Mean bacterial population of the raw oilfield wastewater was1.59±0.57x108 CFU mL-1 while the mean percentage petroleum degrading bacteria was 42.1±17.4%. The high value in bacterial population may be due to the high turbidity which contains nutrient substances that could support the growth of microorganisms. Wemedo et al. (2012) recorded similar findings.

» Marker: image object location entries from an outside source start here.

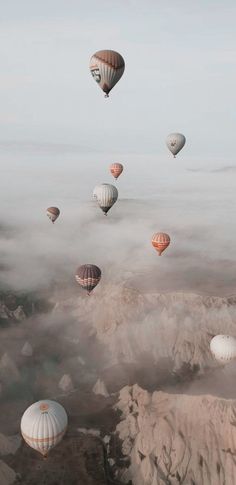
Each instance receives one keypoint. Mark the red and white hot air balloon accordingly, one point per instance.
(160, 241)
(107, 67)
(116, 169)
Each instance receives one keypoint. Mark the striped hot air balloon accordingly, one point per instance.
(43, 425)
(160, 241)
(53, 213)
(106, 195)
(88, 276)
(107, 67)
(116, 169)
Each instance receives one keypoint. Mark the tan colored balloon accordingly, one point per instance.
(53, 213)
(116, 169)
(107, 67)
(160, 241)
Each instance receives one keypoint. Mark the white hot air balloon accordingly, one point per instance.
(106, 195)
(175, 142)
(223, 347)
(43, 425)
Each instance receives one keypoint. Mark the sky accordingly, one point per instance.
(58, 136)
(180, 75)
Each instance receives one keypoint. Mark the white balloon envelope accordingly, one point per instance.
(106, 195)
(223, 347)
(43, 425)
(175, 142)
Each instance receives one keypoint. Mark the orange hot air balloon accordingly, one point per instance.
(116, 169)
(160, 241)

Bacterial populations of the different tissues at the constituted concentration showed a significant difference at p≤0.05 at the different concentration for each tissue tested. However, it was observed that the mean bacterial population on the skin (0.18±0.1x106 CFU g-1) was fewer than the gill (3.44±0.57x106 CFU g-1); while the intestine (2.50±0.81x106 CFU g-1) had fewer bacterial loads than the gills (Fig. 1). The reduction in the population of bacteria on the skin may be due to hardness of the wastewater on the skin which caused an erosion of the integument of the skin preventing the bacteria from attaching to it. During the feeding process, also, bacteria get trapped in the gills during ingestion of food hence increasing the bacterial load in the gills. The intestine harbored the least population at 60% concentration because of the poor feeding ability as a result of the toxicant; the fish remained above the water because of low DO and the adverse effects of the chemicals in the oilfield wastewater.
The species of heterotrophic bacteria isolated included Pseudomonas fluorescens, Klebsiella, Bacillus spp., Alcaligenes, Serratia spp., Proteus, Staphylococcus aureus, Enterobacter aerogenes, Micrococcus and Escherichia coli. Although, pathogenecity was not the focus many bacterial species encountered are no doubt potentially pathogenic to different fish species under certain conditions as reported for Pseudomonas and Staphylococcus (Varvarigos, 1997; Sowunmi et al., 2008), Bacillus spp., E. coli and Staphylococcus aureus were also implicated in fish-borne (Babu, 2000) and shrimp-borne (Raghavan, 2003) diseases of humans.
CONCLUSION
In conclusion, this study has showed that an untreated oilfield wastewater could have adverse effects on the fish Clarias gariepinus by reducing its performance. The fish was also found to contain some potential pathogens which may be a normal flora of the fish or be introduced from the wastewater. It is therefore, recommended that oilfield wastewater be treated to remove all potential pathogens and toxic chemical substances so as to conform to FEPA acceptable limits before being discharged into the environment.